Artificial Intelligence and the Problem of Control

Artificial Intelligence and the Problem of Control

Abstract: A long tradition in philosophy and economics equates intelligence with the ability to act rationally—that is, to choose actions that can be expected to achieve one’s objectives. This framework is so pervasive within AI that it would be reasonable to call it the standard model. A great deal of progress on reasoning, planning, and decision making, as well as perception and learning, has occurred within the standard model. Unfortunately, the standard model is unworkable as a foundation for further progress because it is seldom possible to specify objectives completely and correctly in the real world. The paper proposes a new model for AI development in which the machine’s uncertainty about the true objective leads to qualitatively new modes of behaviour that are more robust, controllable, and deferential to humans.

The standard model

The central technical concept in AI is that of an agent—an entity that perceives and acts (Russell and Norvig, 2020).1 Cognitive faculties such as reasoning, planning, and learning are in the service of acting. The concept can be applied to humans, robots, software entities, corporations, nations, or thermostats. AI is concerned principally with designing the internals of the agent: mapping from a stream of raw perceptual data to a stream of actions. Designs for AI systems vary enormously depending on the nature of the environment in which the system will operate, the nature of the perceptual and motor connections between agent and environment, and the requirements of the task.

AI seeks agent designs that exhibit “intelligence”, but what does this mean? Aristotle (Ethics) gave one answer: “We deliberate not about ends, but about means. … [We] assume the end and consider how and by what means it is attained, and if it seems easily and best produced thereby.” That is, an intelligent or rational action is one that can be expected to achieve one’s objectives. This line of thinking has persisted to the present day. Arnauld (1662) broadened Aristotle’s theory to include uncertainty in a quantitative way, proposing that we should act to maximize the expected value of the outcome. Daniel Bernoulli (1738) refined the notion of value, moving it from an external quantity (typically money) to an internal quantity that he called utility. De Montmort (1713) noted that in games (decision situations involving two or more agents) a rational agent might have to act randomly to avoid being second-guessed. Von Neumann and Morgenstern (1944) tied all these ideas together into an axiomatic framework that underlies much of modern economic theory.

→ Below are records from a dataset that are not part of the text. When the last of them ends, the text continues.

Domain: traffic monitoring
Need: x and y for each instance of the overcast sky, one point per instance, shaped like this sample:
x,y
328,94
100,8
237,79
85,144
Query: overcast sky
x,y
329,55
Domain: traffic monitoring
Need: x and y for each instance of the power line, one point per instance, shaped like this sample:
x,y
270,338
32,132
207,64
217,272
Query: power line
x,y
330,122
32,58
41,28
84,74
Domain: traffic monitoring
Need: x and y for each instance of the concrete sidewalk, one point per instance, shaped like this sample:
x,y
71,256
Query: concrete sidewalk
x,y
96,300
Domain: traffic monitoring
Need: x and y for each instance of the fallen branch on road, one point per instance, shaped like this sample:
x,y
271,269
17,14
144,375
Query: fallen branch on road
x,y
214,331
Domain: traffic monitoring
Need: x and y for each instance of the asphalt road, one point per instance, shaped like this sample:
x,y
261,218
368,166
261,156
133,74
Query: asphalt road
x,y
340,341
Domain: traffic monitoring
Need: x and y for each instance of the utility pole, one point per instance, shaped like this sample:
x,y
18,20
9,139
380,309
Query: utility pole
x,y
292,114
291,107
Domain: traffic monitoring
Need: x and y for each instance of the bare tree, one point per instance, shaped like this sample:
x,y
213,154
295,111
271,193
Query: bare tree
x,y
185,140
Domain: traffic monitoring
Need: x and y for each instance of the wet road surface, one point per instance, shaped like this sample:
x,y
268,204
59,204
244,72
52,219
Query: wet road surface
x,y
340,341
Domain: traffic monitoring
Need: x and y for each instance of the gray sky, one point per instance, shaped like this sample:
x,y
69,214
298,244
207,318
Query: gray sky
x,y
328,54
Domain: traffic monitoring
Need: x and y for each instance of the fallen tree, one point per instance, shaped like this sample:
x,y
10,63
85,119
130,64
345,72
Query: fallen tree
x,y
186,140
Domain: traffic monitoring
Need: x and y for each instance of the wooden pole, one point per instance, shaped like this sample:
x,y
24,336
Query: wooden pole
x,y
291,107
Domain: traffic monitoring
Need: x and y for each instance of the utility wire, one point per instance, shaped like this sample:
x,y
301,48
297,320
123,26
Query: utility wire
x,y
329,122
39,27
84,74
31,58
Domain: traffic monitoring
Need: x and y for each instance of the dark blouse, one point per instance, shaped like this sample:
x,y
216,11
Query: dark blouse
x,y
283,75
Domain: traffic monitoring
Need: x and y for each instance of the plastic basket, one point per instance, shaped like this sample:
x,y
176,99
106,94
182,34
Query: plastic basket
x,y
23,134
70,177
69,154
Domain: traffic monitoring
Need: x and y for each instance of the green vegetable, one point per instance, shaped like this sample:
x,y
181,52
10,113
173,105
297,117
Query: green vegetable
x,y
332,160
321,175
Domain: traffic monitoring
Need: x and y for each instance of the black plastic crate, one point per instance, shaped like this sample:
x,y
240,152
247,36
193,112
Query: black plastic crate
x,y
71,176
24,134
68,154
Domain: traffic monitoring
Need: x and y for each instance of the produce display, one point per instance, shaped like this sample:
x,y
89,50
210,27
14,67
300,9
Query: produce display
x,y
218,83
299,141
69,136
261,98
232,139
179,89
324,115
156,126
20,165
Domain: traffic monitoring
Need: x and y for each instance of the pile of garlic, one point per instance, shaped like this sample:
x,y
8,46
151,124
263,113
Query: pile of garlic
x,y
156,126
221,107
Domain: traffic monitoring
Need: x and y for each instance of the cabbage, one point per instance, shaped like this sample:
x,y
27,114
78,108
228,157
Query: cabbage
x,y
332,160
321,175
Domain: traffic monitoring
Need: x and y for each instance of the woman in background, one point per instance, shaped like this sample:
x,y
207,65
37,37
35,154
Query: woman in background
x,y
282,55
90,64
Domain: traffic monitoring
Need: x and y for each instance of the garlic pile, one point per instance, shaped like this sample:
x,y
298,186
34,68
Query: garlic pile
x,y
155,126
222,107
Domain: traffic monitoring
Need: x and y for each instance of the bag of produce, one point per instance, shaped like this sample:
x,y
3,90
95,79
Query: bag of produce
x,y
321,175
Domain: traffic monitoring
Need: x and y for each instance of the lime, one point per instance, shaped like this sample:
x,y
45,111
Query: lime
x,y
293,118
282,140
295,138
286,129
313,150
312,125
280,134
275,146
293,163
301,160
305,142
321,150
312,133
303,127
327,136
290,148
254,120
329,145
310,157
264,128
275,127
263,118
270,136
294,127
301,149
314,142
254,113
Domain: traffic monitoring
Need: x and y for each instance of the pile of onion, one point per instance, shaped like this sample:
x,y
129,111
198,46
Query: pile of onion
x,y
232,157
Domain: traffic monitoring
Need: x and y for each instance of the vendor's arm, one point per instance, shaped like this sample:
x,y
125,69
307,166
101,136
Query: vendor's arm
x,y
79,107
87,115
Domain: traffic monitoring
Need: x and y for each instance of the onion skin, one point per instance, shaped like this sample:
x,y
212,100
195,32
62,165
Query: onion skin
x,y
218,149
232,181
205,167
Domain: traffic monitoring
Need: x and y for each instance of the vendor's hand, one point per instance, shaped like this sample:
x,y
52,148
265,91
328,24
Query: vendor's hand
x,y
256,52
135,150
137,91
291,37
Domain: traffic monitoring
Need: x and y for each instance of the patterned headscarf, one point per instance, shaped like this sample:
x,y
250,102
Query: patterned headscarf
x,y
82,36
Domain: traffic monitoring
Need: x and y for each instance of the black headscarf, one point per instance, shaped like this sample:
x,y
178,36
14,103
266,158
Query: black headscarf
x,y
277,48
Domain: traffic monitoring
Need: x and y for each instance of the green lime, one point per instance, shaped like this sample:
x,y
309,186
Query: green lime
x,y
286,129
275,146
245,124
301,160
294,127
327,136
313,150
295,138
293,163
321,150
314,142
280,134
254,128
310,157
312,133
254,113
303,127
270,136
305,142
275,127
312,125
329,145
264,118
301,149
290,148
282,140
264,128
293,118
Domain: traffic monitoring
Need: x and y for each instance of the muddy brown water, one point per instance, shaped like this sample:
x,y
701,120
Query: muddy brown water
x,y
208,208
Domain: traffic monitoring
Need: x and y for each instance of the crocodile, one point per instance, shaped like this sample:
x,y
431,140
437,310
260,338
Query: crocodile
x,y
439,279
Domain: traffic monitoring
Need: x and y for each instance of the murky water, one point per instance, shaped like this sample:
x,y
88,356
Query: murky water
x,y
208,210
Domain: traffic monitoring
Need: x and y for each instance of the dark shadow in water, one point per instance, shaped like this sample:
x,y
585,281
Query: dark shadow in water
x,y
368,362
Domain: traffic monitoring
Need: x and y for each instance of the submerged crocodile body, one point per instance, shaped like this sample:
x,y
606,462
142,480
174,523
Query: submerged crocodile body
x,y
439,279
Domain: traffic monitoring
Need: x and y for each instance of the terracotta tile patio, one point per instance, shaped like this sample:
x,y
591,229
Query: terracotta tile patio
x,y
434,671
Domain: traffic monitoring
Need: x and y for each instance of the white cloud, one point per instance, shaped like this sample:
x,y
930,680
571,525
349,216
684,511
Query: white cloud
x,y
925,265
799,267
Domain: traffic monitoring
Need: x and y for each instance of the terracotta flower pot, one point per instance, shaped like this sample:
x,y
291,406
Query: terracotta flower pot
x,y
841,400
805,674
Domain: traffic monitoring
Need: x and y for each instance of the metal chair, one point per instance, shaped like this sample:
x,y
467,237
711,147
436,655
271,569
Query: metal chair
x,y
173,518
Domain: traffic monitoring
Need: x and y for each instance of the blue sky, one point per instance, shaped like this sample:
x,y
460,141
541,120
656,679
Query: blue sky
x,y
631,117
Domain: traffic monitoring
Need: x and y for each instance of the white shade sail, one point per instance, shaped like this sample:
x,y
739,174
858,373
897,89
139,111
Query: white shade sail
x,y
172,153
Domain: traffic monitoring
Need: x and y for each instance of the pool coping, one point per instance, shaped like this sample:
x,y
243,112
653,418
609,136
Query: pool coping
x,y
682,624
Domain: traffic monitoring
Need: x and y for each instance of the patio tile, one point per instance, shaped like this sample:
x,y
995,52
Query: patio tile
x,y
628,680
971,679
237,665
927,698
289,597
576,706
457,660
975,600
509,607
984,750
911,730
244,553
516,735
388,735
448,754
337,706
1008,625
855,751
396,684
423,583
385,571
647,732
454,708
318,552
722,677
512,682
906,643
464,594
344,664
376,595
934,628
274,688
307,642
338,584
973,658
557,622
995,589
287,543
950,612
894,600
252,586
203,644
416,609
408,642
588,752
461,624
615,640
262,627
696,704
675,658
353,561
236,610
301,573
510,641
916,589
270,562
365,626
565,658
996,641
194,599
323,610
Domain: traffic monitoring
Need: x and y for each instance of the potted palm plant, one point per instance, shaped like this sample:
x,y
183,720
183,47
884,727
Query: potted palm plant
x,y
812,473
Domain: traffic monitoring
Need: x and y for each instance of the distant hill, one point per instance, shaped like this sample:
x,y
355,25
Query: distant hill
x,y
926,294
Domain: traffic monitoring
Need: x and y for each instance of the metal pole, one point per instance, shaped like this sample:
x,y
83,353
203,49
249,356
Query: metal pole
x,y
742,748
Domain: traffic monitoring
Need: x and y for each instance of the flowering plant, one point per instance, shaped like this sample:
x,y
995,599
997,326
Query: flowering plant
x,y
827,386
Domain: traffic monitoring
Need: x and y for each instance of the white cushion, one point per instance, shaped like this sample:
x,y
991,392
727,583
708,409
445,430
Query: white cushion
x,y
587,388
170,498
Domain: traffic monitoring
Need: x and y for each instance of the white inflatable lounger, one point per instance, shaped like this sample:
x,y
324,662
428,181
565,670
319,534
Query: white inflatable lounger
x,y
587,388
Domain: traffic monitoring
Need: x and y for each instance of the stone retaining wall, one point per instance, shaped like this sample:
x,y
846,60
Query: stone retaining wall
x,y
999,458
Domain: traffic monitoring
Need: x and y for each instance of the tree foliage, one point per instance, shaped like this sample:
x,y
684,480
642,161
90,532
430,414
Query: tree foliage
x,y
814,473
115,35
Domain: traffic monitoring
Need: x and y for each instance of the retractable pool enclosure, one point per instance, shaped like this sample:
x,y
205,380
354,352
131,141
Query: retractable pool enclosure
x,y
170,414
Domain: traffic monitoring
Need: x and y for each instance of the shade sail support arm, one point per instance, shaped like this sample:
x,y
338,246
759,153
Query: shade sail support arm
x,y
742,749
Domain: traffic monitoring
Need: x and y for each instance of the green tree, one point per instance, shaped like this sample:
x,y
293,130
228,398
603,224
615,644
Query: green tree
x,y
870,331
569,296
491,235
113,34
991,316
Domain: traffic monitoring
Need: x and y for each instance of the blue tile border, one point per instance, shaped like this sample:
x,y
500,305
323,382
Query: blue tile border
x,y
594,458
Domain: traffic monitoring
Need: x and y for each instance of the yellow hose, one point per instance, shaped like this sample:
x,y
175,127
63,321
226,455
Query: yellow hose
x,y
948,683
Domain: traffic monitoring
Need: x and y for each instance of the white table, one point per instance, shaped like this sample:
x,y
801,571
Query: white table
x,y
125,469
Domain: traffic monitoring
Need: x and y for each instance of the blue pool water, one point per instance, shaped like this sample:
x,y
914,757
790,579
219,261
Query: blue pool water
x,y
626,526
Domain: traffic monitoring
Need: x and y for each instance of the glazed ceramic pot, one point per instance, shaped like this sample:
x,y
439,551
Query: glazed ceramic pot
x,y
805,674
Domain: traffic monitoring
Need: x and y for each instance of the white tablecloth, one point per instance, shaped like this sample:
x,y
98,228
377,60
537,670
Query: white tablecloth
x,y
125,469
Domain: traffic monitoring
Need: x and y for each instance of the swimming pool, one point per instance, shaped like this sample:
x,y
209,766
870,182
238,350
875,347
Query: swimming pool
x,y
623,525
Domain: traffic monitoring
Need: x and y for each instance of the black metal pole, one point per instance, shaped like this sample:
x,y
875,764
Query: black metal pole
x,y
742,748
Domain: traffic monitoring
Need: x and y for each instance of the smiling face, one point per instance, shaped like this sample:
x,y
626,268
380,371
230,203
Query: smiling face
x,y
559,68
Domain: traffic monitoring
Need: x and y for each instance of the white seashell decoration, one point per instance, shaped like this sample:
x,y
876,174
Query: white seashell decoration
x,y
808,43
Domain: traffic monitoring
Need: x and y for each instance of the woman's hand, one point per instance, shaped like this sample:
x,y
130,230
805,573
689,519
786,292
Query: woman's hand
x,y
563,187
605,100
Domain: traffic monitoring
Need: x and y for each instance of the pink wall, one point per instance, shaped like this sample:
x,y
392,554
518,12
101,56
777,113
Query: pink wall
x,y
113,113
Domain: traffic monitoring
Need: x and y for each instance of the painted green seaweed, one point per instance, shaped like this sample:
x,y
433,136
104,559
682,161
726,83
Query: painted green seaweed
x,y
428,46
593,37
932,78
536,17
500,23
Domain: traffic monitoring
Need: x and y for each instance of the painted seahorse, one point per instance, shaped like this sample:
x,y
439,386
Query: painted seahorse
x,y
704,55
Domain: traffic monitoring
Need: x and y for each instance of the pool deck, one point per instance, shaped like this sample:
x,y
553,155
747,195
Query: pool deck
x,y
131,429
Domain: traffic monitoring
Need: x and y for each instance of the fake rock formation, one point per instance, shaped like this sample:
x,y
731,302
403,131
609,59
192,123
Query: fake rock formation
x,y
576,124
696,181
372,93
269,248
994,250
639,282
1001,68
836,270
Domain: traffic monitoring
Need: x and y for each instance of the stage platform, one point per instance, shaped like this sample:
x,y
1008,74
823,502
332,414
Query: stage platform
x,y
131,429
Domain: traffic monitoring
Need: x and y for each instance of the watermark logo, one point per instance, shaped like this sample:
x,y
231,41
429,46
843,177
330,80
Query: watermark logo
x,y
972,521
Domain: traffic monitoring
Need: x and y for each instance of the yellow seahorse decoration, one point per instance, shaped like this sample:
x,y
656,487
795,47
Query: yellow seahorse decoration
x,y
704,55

As AI emerged in the 1940s and 1950s, it needed some notion of intelligence on which to build the foundations of the field. Although some early research was aimed more at emulating human cognition, the notion that won out was rationality: a machine is intelligent to the extent that its actions can be expected to achieve its objectives. In the standard model, we aim to build machines of this kind; we define the objectives; and the machine does the rest. There are several different ways in which the standard model can be instantiated. For example, a problem-solving system for a deterministic environment is given a cost function and a goal criterion and finds the least-cost action sequence that leads to a goal state; a reinforcement learning system for a stochastic environment is given a reward function and a discount factor and learns a policy that maximizes the expected discounted sum of rewards.

This general approach is not unique to AI. Control theorists minimize cost functions; operations researchers maximize rewards; statisticians minimize an expected loss function; and economists, of course, maximize the utility of individuals, the welfare of groups, or the profit of corporations. In short, the standard model of AI (and related disciplines) is a pillar of twentieth-century technology.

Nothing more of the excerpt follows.